The EU Goes Fishing for an Antitrust Case Against Apple — But There’s One Problem
On Tuesday, the EU announced it had opened two antitrust investigations into Apple — one concerning the company’s mobile payment system, Apple Pay, the other looking into Apple’s conduct in managing its App Store and how it treats third party developers.
For some apps, Apple requires developers to use its proprietary in-app purchase system and forbids developers from telling users in the app that they can make purchases outside the app (and thus let the developer avoid paying Apple’s fee). The European Commission will investigate whether these policies violate EU competition rules.
The announcement from the EU offers no details on what the Apple Pay investigation will entail, but it might look into the limits Apple has placed on access to the Near Field Communication (NFC) functionality — which enables contactless payments — of its iPhone and Apple Watch devices.
In the US, under the consumer welfare standard, an investigation like this would need to show (1) that Apple was dominant in a relevant product market, (2) that its conduct was anticompetitive, and (3) that it harmed consumers. In a hypothetical US case, Apple could plausibly argue in its defense that a tight integration between hardware and software is a key selling point for consumers, including Apple Pay for payments. Apple might also point out that a tightly curated App Store benefits consumers by improving security and increasing trust.

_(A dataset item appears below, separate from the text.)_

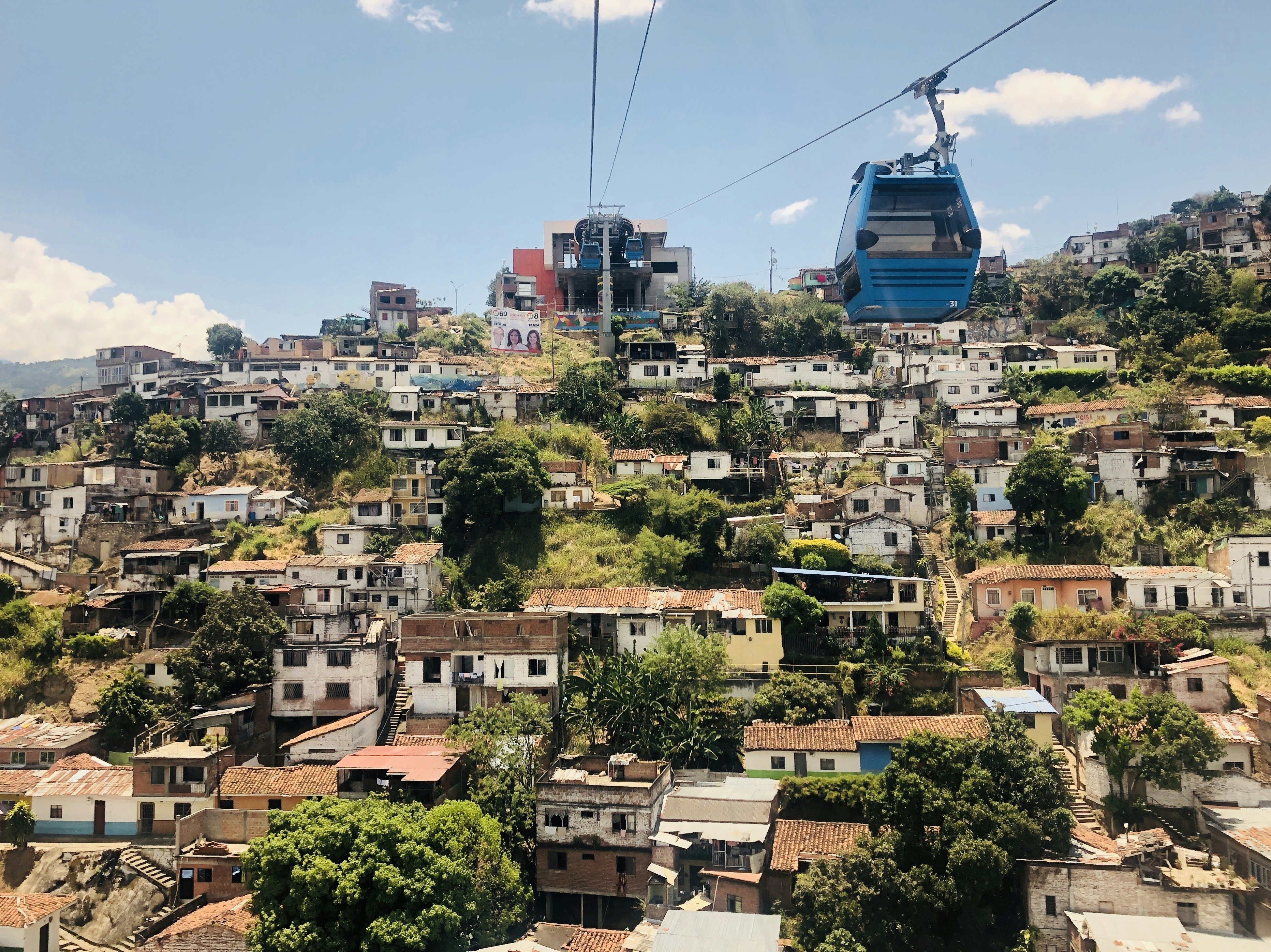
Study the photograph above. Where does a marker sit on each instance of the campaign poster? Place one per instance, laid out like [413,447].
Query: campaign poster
[515,331]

In the EU, by contrast, regulators don’t need to prove consumer harm so long as they can meet the first two conditions. If a company is shown to be dominant in a market, then abuse of that position via unfair conduct toward competitors is a violation of EU antitrust laws. However, if the EC decides to bring a case against Apple, it will still need to overcome a significant hurdle: Apple is not dominant in the European market.
Do iPhones compete with Android phones?
According to data from StatCounter, Apple iOS has less than 30% of the European mobile operating system market. By comparison, Google’s Android has more than 70% of the market.
The European Commission’s guidance on “abusive exclusionary conduct by dominant undertakings” is clear on what cutoff it uses to determine an absence of market power (emphasis added):
The Commission considers that low market shares are generally a good proxy for the absence of substantial market power. The Commission’s experience suggests that dominance is not likely if the undertaking’s market share is below 40% in the relevant market.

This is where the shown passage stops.